One, such reactors aren’t economically viable, he said. The companies that construct and operate them don’t have the necessary money. It’s only subsidies by the taxpayers that allow the construction and operation of nuclear reactors. He questioned whether we should subsidize a technology that has a small chance of undergoing accidents but a “very, very large potential” for disastrous damage to human health and the environment when accidents occur.

Two, a terrorist attack or “almost anything” could cause a nuclear accident, Lichtenberg said.
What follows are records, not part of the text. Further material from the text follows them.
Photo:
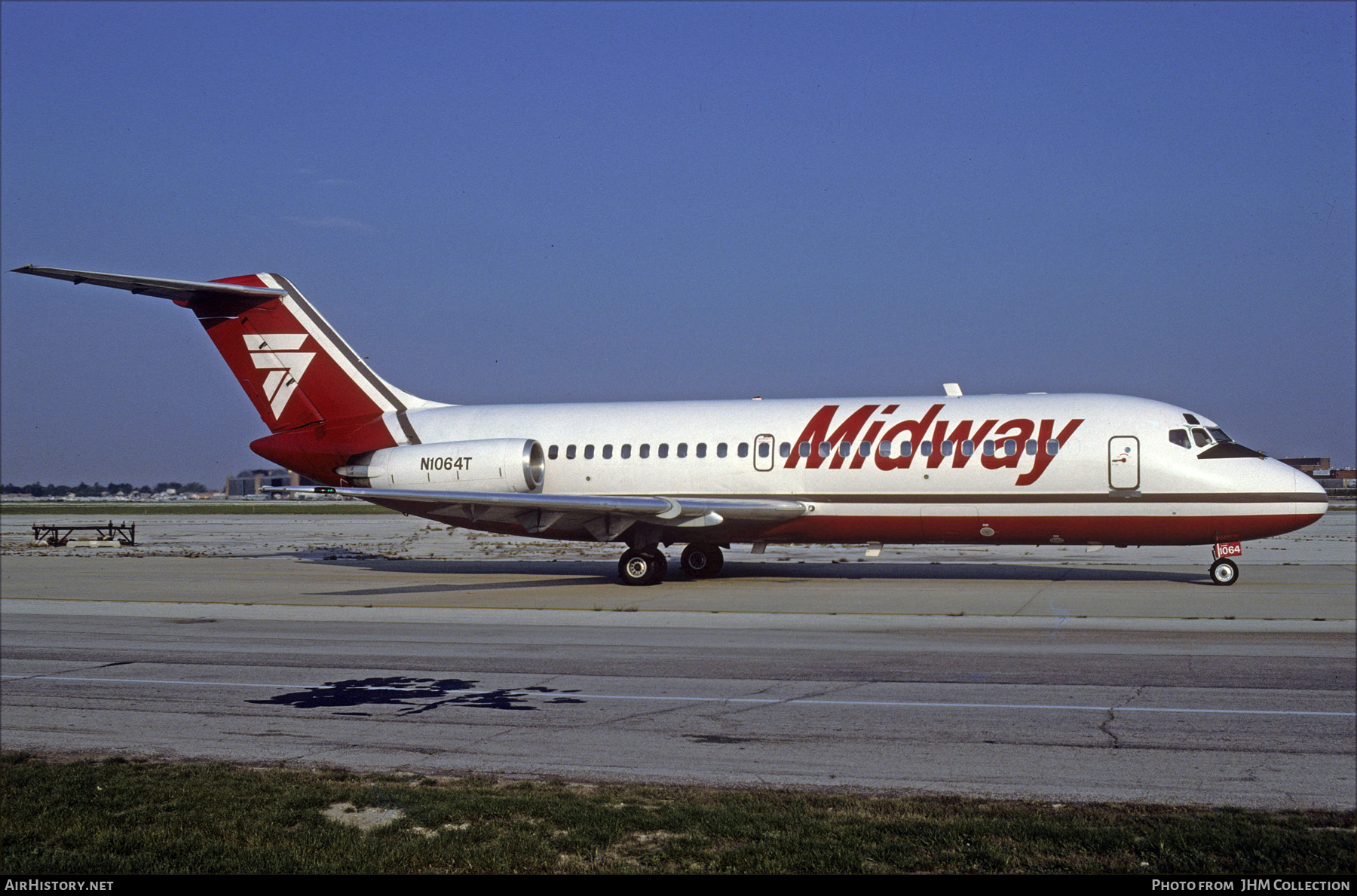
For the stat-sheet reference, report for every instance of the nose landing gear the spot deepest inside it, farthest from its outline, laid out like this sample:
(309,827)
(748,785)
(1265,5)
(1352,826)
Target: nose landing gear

Though the potential for an accident is “small,” the potential for damage is “very, very large.” The six Daiichi reactors contain more radioactive material than Chernobyl; if it all escapes, the disaster will be greater than Chernobyl’s.
"Nuclear energy isn’t renewable; there’s a limited quantity of uranium buried in the earth."
Three, Lichtenberg said, there is no method of permanently storing the waste products of nuclear power. Under normal operating conditions, the fuel rods become “poisoned by waste” and have to be stored and kept cool in the pools of water adjacent to the reactors so they don’t overheat. Currently, the world’s pools contain more spent fuel rods than they were designed for.
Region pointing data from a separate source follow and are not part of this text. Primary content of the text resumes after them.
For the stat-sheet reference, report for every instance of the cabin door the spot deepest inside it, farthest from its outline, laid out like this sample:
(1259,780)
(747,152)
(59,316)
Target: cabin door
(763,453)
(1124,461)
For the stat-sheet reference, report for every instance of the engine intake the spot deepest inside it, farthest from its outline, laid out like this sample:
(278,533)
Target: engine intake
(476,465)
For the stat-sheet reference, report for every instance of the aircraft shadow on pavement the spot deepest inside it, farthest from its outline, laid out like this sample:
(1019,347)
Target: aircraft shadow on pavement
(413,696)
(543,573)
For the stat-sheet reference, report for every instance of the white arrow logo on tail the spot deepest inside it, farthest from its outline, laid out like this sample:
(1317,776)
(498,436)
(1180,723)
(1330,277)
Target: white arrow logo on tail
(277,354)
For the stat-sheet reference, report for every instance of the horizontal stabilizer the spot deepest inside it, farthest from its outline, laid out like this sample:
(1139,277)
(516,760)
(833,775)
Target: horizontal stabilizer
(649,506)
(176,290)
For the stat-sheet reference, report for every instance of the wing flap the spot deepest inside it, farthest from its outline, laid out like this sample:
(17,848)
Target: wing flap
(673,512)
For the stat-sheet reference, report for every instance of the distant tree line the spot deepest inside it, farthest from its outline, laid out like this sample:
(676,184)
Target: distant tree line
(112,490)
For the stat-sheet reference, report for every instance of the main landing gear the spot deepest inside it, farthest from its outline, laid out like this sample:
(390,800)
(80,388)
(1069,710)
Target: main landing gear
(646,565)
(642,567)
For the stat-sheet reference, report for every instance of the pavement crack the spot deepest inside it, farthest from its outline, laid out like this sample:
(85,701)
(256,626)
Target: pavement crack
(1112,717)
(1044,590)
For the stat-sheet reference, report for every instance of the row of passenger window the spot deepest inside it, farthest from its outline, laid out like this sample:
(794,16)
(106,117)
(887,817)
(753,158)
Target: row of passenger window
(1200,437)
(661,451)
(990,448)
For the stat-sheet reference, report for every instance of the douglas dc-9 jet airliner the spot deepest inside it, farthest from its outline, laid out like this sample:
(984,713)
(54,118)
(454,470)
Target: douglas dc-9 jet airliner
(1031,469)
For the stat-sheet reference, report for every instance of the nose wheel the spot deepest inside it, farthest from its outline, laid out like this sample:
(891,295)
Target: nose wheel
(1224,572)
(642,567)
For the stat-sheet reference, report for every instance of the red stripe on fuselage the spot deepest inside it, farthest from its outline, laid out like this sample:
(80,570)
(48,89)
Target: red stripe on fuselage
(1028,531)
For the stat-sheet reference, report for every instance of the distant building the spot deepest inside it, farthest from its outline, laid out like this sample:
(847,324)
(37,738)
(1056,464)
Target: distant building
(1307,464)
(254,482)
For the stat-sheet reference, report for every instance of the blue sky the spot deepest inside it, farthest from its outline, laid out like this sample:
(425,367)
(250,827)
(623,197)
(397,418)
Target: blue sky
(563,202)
Lichtenberg said that when atoms that constitute enriched uranium (U-235) are split (fission), they release a million times as much energy as that released by chemical reactions, including coal burning. Some reactors use “natural” uranium, U-238, which has a half-life of some 4.5 billion years. U-235, which is used in nuclear weapons as well as some reactors, has a half-life of about 700 million years.

A half-life is the time it takes half the atoms of a radioactive substance to disintegrate.

According to Lichtenberg, the physics community is divided on the use of nuclear reactors. Some think the risks of greenhouse gas emissions and increasing global climate change are more serious than those nuclear reactors pose. The mining and burning of coal, Lichtenberg said, pose a greater health problem than reactors do; throughout the world each year they cause thousands of deaths, many more than a normally operating nuclear reactor causes. But there is always that potential for a very rare disastrous accident with a nuclear reactor.

The public is fearful of nuclear power and is willing to accept more deaths from the mercury, sulfur dioxide and other pollutants that coal plants emit than they are from nuclear reactors, Lichtenberg said.

He thinks we should not rely on at all on nuclear energy for electricity but rather on renewables, such as wind, solar and geothermal energy. Nuclear energy isn’t renewable; there’s a limited quantity of uranium buried in the earth.

Lichtenberg said he believes “nuclear energy is a gamble that we shouldn’t do at all.”


Most of all, Lichtenberg said, we need conservation; energy efficiency is the cheapest way to use less energy. Wind and solar don’t require heat and steam to produce electricity, as do nuclear reactors and coal plants. Nuclear reactors don’t emit greenhouse gases, but their negatives outweigh the positives, in his opinion.

We don’t know, according to Lichtenberg, how significant the health effects are from the radioctive iodine that’s reaching the United States from Fukushima. I-131 has a half-life of about eight days. Taking iodine pills can help prevent the thyroid cancer that iodine I-131 causes. People can do nothing to prevent the health effects of radioactive cesium and other elements leaking from the Daiichi reactors.
"Most of all, Lichtenberg said, we need conservation; energy efficiency is the cheapest way to use less energy."
Plutonium, the most deadly radioactive material and used by some nuclear reactors, has a half-life of 24,000 years, Lichtenberg said, and nothing we can do will counteract its effects -- cancer, birth defects and death. “How can we be sure,” he said, “that storage sites will remain safe for thousands of years?”

Existing reactors can be retrofitted for greater safety, but we probably should shut down U.S. reactors that are near earthquake faults or large cities. And no more should be built, Lichtenberg said.

“There are too may unknowns connected with nuclear energy for me to have any confidence in building more of them,” he said. Furthermore, Americans are making a mistake if they rely on regulators to keep them safe because regulators are “in bed with the people they’re supposed to regulate.”